Section 5, Article XIII above, has to do with the creation of new indebtedness or liability. The provision for funding an existing indebtedness is found in section 8, Article XII, where the entire subject is referred to the legislature. While it is true that by issuing and selling these bonds to take up the warrants, no new indebtedness will be incurred, it is equally true that when *370the bonds are sold and the money received, the transaction has amounted to nothing more nor less than borrowing money from the purchaser of the bonds. (Commonwealth v. Select and Common Council of Pittsburg, 34 Pa. 496; The Legal Tender Case, 110 U. S. 421, 28 L. Ed. 204, 4 Sup. Ct. Rep. 122; Scipio v. Wright, 101 U. S. 665, 25 L. Ed. 1037.) This is the sense in which the term “borrowing money” is used throughout our Codes. Indeed, a county cannot borrow money in any other manner than by issuing its bonds or other evidence of indebtedness, and in our opinion it was to prevent just such a transaction as the one contemplated by respondent that section 2933 was enacted. Whether the legislation is wise or otherwise is not a matter of our concern. Section 5, Article XIII, has to do only with the creation of new indebtedness, while section 2933 relates to borrowing money, whether the money borrowed is to be used to refund existing indebtedness or for any other purpose mentioned in the Title of which that section forms a part.
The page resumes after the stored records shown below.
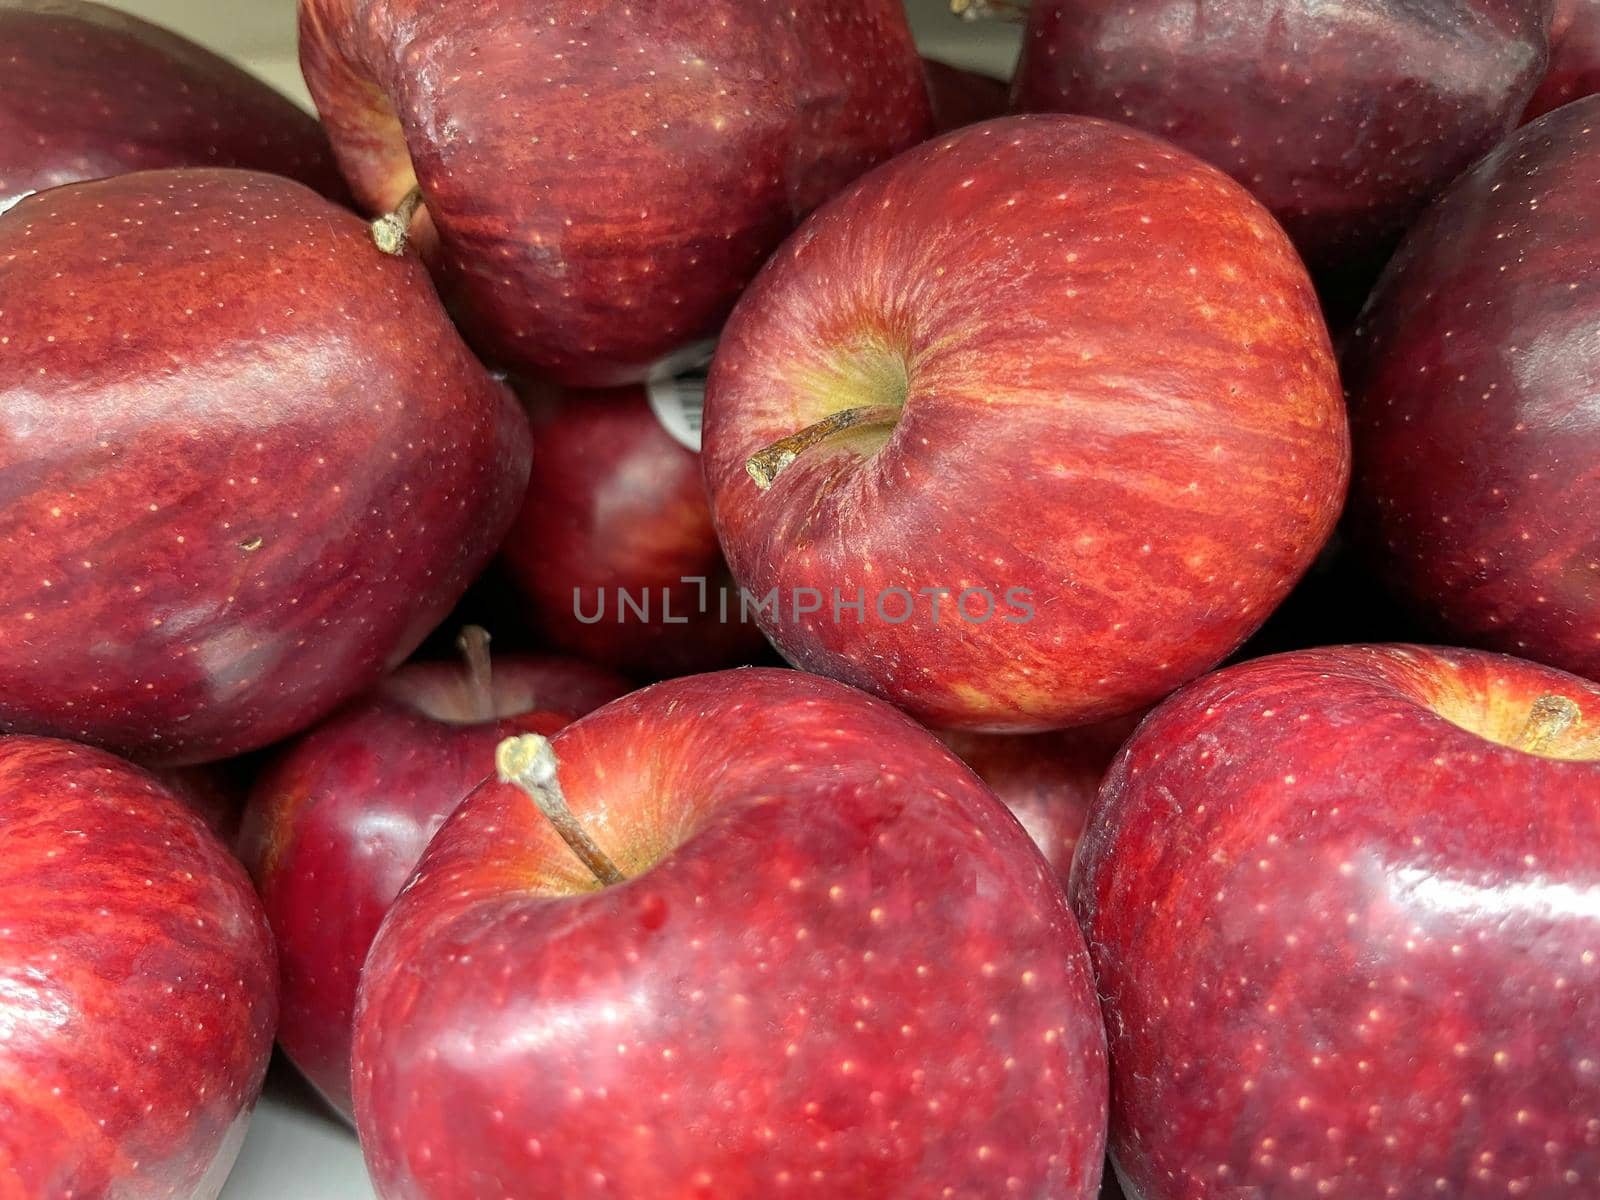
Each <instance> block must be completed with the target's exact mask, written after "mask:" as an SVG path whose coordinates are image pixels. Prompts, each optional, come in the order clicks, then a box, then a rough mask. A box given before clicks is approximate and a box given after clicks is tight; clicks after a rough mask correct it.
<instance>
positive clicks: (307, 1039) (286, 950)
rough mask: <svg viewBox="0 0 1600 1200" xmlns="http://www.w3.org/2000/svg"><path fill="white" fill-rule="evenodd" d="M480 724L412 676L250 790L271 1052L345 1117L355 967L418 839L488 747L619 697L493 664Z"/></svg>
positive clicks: (592, 669) (252, 827)
mask: <svg viewBox="0 0 1600 1200" xmlns="http://www.w3.org/2000/svg"><path fill="white" fill-rule="evenodd" d="M493 680H494V682H493V712H494V714H496V715H494V717H493V718H488V720H485V718H483V717H485V714H483V712H480V710H477V709H474V707H472V696H470V688H469V685H467V680H466V675H464V672H462V669H461V667H453V666H450V664H443V662H413V664H408V666H403V667H400V670H397V672H395V674H394V675H390V677H389V678H387V680H384V682H382V683H379V685H378V686H376V688H374V690H373V691H371V693H370V694H368V696H366V698H363V699H362V701H357V702H354V704H349V706H346V707H344V709H341V710H339V712H338V714H336V715H334V717H331V718H330V720H326V722H323V723H322V725H318V726H317V728H315V730H312V731H310V733H307V734H304V736H301V738H299V739H298V741H294V742H291V744H290V746H286V747H285V749H283V750H282V752H280V755H278V757H277V758H275V762H274V763H272V766H270V768H267V770H266V771H264V773H262V774H261V778H259V779H258V782H256V786H254V789H253V790H251V797H250V805H248V808H246V813H245V827H243V832H242V835H240V856H242V858H243V859H245V864H246V866H248V867H250V874H251V875H253V877H254V880H256V886H258V890H259V893H261V899H262V904H264V906H266V910H267V918H269V920H270V922H272V931H274V934H275V938H277V944H278V978H280V987H282V1010H283V1014H282V1019H280V1024H278V1045H282V1046H283V1051H285V1053H286V1054H288V1056H290V1059H291V1061H293V1062H294V1066H296V1067H299V1070H301V1074H304V1075H306V1078H309V1080H310V1082H312V1083H314V1085H315V1086H317V1090H318V1091H320V1093H322V1094H323V1096H325V1098H326V1099H328V1102H330V1104H331V1106H333V1107H334V1109H338V1110H339V1112H341V1115H344V1117H346V1118H349V1117H350V1032H352V1021H354V1013H355V987H357V982H358V979H360V974H362V963H365V962H366V952H368V949H370V947H371V944H373V938H374V936H376V934H378V926H379V925H381V923H382V918H384V914H387V912H389V906H390V904H394V899H395V896H397V894H398V893H400V886H402V885H403V883H405V882H406V878H408V877H410V875H411V872H413V870H414V869H416V864H418V859H421V858H422V851H424V850H426V848H427V843H429V838H432V837H434V834H437V832H438V827H440V826H442V824H443V822H445V818H446V816H450V813H451V811H453V810H454V808H456V805H459V803H461V800H462V797H466V795H467V794H469V792H470V790H472V789H474V787H477V786H478V784H480V782H483V781H485V779H486V778H490V776H491V774H493V773H494V747H496V746H498V744H499V741H501V739H502V738H509V736H512V734H517V733H546V734H549V733H555V731H557V730H558V728H562V726H563V725H566V723H568V722H571V720H573V718H574V717H581V715H582V714H586V712H589V710H592V709H597V707H598V706H602V704H605V702H606V701H611V699H616V698H618V696H621V694H622V693H626V691H627V690H629V685H627V683H626V682H622V680H621V678H618V677H614V675H611V674H608V672H605V670H600V669H597V667H590V666H587V664H582V662H568V661H563V659H546V658H502V659H498V661H496V662H494V675H493Z"/></svg>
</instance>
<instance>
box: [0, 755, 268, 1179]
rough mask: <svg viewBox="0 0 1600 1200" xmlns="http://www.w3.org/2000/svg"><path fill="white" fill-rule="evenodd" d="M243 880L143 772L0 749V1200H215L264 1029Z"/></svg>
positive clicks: (257, 1057) (244, 870)
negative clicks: (68, 1199) (68, 1198)
mask: <svg viewBox="0 0 1600 1200" xmlns="http://www.w3.org/2000/svg"><path fill="white" fill-rule="evenodd" d="M274 978H275V970H274V962H272V934H270V931H269V930H267V922H266V917H264V915H262V912H261V904H259V902H258V901H256V894H254V891H253V890H251V886H250V880H248V878H246V877H245V870H243V867H240V866H238V862H235V861H234V858H232V856H230V854H229V853H227V851H226V850H224V848H222V845H221V843H219V842H218V840H216V838H214V837H213V835H211V832H210V830H208V829H206V827H205V824H203V822H202V821H200V818H198V816H195V814H194V813H190V811H189V810H187V808H184V806H182V803H179V802H178V800H176V798H174V797H173V795H171V794H170V792H166V789H163V787H162V786H160V784H158V782H157V781H155V779H154V778H152V776H149V774H146V773H144V771H141V770H139V768H136V766H133V765H130V763H125V762H122V760H120V758H114V757H110V755H109V754H102V752H101V750H93V749H90V747H85V746H74V744H70V742H61V741H54V739H48V738H0V1117H3V1118H0V1200H46V1198H48V1200H58V1198H64V1197H85V1198H86V1197H106V1198H107V1200H110V1198H112V1197H115V1200H170V1198H171V1197H178V1198H179V1200H214V1197H216V1195H218V1194H219V1192H221V1189H222V1181H224V1179H226V1178H227V1171H229V1168H230V1166H232V1163H234V1155H235V1154H237V1152H238V1146H240V1142H242V1141H243V1138H245V1126H246V1125H248V1122H250V1112H251V1109H253V1106H254V1102H256V1096H258V1094H259V1093H261V1080H262V1077H264V1075H266V1070H267V1058H269V1056H270V1053H272V1026H274V1022H275V1019H277V995H275V990H274V989H275V984H274Z"/></svg>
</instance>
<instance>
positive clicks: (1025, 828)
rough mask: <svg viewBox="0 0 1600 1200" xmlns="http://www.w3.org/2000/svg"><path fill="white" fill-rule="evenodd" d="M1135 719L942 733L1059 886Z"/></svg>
mask: <svg viewBox="0 0 1600 1200" xmlns="http://www.w3.org/2000/svg"><path fill="white" fill-rule="evenodd" d="M1138 723H1139V720H1138V717H1122V718H1118V720H1110V722H1104V723H1101V725H1086V726H1083V728H1082V730H1058V731H1054V733H1013V734H1005V733H941V734H939V739H941V741H942V742H944V744H946V746H949V747H950V749H952V750H955V754H957V755H960V758H962V762H965V763H966V765H968V766H971V768H973V771H974V773H976V774H978V778H979V779H982V781H984V782H986V784H989V790H992V792H994V794H995V795H997V797H998V798H1000V802H1002V803H1003V805H1005V806H1006V808H1010V810H1011V816H1014V818H1016V819H1018V821H1021V822H1022V829H1026V830H1027V835H1029V837H1030V838H1034V845H1035V846H1038V850H1040V853H1042V854H1043V856H1045V858H1046V859H1048V861H1050V866H1051V867H1054V869H1056V877H1058V878H1059V880H1061V882H1062V883H1066V882H1067V874H1069V872H1070V870H1072V854H1074V851H1075V850H1077V848H1078V837H1082V835H1083V824H1085V821H1088V814H1090V805H1093V803H1094V797H1096V795H1098V794H1099V786H1101V779H1104V778H1106V768H1107V766H1110V760H1112V758H1115V757H1117V750H1118V749H1122V744H1123V742H1125V741H1128V734H1131V733H1133V731H1134V728H1136V726H1138Z"/></svg>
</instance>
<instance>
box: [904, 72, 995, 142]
mask: <svg viewBox="0 0 1600 1200" xmlns="http://www.w3.org/2000/svg"><path fill="white" fill-rule="evenodd" d="M922 70H923V75H926V78H928V98H930V99H931V101H933V128H934V130H936V131H938V133H949V131H950V130H958V128H962V126H963V125H974V123H978V122H986V120H989V118H990V117H1000V115H1003V114H1005V110H1006V107H1010V91H1011V88H1010V85H1008V83H1006V82H1005V80H1000V78H994V77H992V75H982V74H979V72H976V70H965V69H963V67H952V66H950V64H949V62H939V61H938V59H931V58H925V59H923V61H922Z"/></svg>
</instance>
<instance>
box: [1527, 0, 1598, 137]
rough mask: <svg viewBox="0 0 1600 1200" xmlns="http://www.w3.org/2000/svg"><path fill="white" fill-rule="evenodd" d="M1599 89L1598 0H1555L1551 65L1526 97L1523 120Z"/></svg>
mask: <svg viewBox="0 0 1600 1200" xmlns="http://www.w3.org/2000/svg"><path fill="white" fill-rule="evenodd" d="M1595 93H1600V0H1555V21H1554V22H1552V24H1550V69H1549V70H1547V72H1546V75H1544V82H1542V83H1541V85H1539V90H1538V91H1536V93H1533V99H1531V101H1528V110H1526V112H1525V114H1523V120H1533V118H1534V117H1542V115H1544V114H1547V112H1549V110H1550V109H1558V107H1560V106H1563V104H1566V102H1570V101H1574V99H1581V98H1584V96H1594V94H1595Z"/></svg>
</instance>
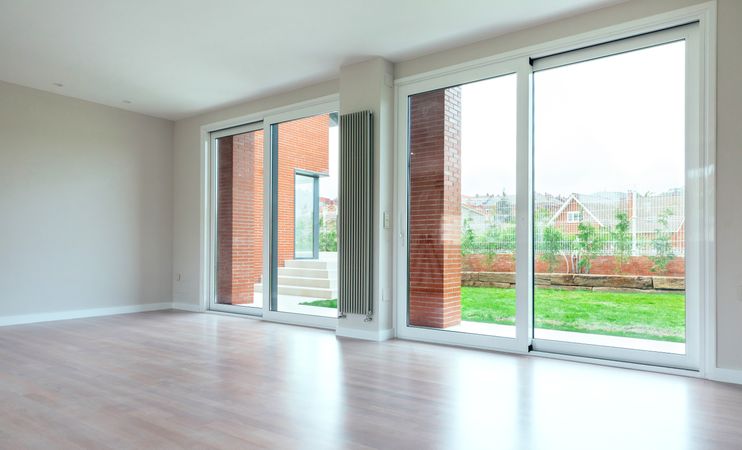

If the commissioners were permitted to complete the issue and sale of these bonds, they would borrow $100,000 on the credit of the county without the consent of the electors and without having submitted the question of a loan to a vote of the electors, and all in violation of the express prohibition of section 2933.
Appellant also invokes the provisions of Chapter 141, Laws of 1915, but in view of the conclusion already reached, we deem it unnecessary to consider that Act. Under the facts agreed upon, the plaintiff is entitled to the relief sought.
The judgment is reversed and the cause is remanded, with directions to enter a decree in favor of the plaintiff.
Reversed and remanded.
Mr. Chief Justice Brantly and Mr. Justice Sanner concur.